Other Challenges in the Older Population
Older adults have a higher risk of other comorbidities, including noncommunicable diseases. Neurodegenerative disorders such as dementia, Parkinson’s disease, and frontal lobe syndromes may predispose older adults to a higher risk of substance use. Drugs like those used in Parkinsonism are known to cause disinhibition and may lead to late-onset substance use and behavioral changes. Late-onset substance use in the absence of any such prior history should be evaluated for such causes.
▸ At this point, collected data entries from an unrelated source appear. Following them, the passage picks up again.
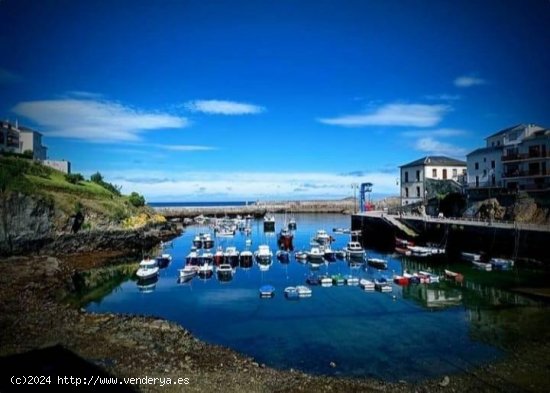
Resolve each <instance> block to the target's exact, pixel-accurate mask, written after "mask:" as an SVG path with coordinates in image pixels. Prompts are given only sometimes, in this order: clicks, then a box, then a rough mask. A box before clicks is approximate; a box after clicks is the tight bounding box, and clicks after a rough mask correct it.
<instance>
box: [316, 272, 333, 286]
mask: <svg viewBox="0 0 550 393" xmlns="http://www.w3.org/2000/svg"><path fill="white" fill-rule="evenodd" d="M319 282H320V283H321V286H322V287H331V286H332V277H329V276H326V275H324V276H320V277H319Z"/></svg>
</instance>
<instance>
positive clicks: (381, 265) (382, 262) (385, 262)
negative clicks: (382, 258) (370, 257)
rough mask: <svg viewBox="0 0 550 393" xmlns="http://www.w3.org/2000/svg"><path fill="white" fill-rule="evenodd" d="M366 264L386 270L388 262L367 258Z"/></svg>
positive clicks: (380, 268)
mask: <svg viewBox="0 0 550 393" xmlns="http://www.w3.org/2000/svg"><path fill="white" fill-rule="evenodd" d="M367 264H368V265H370V266H372V267H375V268H377V269H387V268H388V262H387V261H386V260H385V259H381V258H367Z"/></svg>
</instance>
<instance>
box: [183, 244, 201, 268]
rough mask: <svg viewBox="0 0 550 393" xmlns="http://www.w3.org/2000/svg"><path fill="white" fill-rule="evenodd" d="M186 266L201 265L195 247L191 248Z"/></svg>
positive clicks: (188, 256) (185, 262) (187, 258)
mask: <svg viewBox="0 0 550 393" xmlns="http://www.w3.org/2000/svg"><path fill="white" fill-rule="evenodd" d="M185 264H186V265H198V264H199V252H198V251H197V248H196V247H195V246H193V247H191V251H190V252H189V254H187V256H186V257H185Z"/></svg>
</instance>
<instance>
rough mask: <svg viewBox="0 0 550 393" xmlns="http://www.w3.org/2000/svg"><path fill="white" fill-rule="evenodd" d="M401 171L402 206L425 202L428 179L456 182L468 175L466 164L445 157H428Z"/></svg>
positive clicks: (420, 159)
mask: <svg viewBox="0 0 550 393" xmlns="http://www.w3.org/2000/svg"><path fill="white" fill-rule="evenodd" d="M400 169H401V205H402V206H404V205H409V204H412V203H417V202H423V201H424V200H425V197H426V195H427V192H428V191H427V189H426V179H436V180H454V181H456V182H458V181H459V178H460V177H462V176H464V175H465V174H466V162H464V161H460V160H456V159H454V158H450V157H445V156H426V157H423V158H420V159H418V160H415V161H412V162H410V163H408V164H405V165H402V166H400Z"/></svg>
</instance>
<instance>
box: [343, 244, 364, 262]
mask: <svg viewBox="0 0 550 393" xmlns="http://www.w3.org/2000/svg"><path fill="white" fill-rule="evenodd" d="M345 250H346V257H348V258H349V259H355V260H358V259H364V258H365V250H364V249H363V246H362V245H361V243H359V242H357V241H350V242H348V244H347V245H346V248H345Z"/></svg>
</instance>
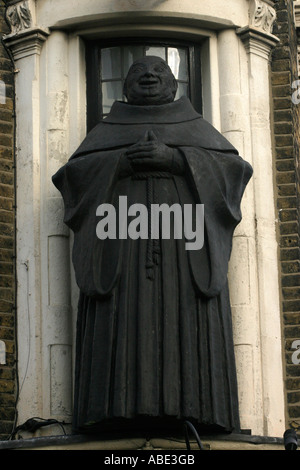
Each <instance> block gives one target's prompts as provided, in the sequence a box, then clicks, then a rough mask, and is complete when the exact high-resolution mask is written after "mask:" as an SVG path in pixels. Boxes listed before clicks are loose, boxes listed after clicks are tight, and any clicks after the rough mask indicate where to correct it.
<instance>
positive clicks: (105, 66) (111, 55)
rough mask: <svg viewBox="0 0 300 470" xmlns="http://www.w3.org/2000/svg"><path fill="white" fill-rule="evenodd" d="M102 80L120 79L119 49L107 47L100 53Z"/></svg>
mask: <svg viewBox="0 0 300 470" xmlns="http://www.w3.org/2000/svg"><path fill="white" fill-rule="evenodd" d="M101 67H102V69H101V75H102V80H109V79H111V78H121V48H120V47H109V48H107V49H102V51H101Z"/></svg>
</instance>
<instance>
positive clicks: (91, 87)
mask: <svg viewBox="0 0 300 470" xmlns="http://www.w3.org/2000/svg"><path fill="white" fill-rule="evenodd" d="M122 45H143V46H144V45H151V46H162V47H184V48H187V50H188V70H189V79H190V80H189V84H190V86H189V99H190V100H191V103H192V105H193V106H194V108H195V109H196V111H197V112H198V113H199V114H202V106H203V100H202V76H201V43H193V42H189V41H181V40H174V39H167V38H164V39H158V38H151V37H146V38H144V37H136V38H127V37H126V38H117V39H111V40H103V39H98V40H86V41H85V51H86V90H87V95H86V96H87V131H88V132H89V131H90V130H91V129H92V128H93V127H95V125H97V124H98V122H100V121H101V120H102V119H103V114H102V90H101V70H100V63H101V62H100V51H101V49H103V48H107V47H114V46H122Z"/></svg>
Summary and Future Directions
The older population is noted to be at a higher risk for substance use related consequences. Systematic studies for the estimates of substance use in the elderly are lacking. A nationwide study on the profile and patterns of substance use in the elderly will help us reframe the legal and policy aspects according to the magnitude of the problem in this population keeping their needs in mind. Current laws governing the availability and use of legal and illegal substances and the ones for treatment-related procedures and decisions do not have any specific provisions for the elderly population. There is a need for such provisions considering the additional risk of abuse, institutionalization, and neglect in this population.
Footnotes
Declaration of Conflicting Interests
The authors declared no potential conflicts of interest with respect to the research, authorship, and/or publication of this article.
Funding
The authors received no financial support for the research, authorship, and/or publication of this article.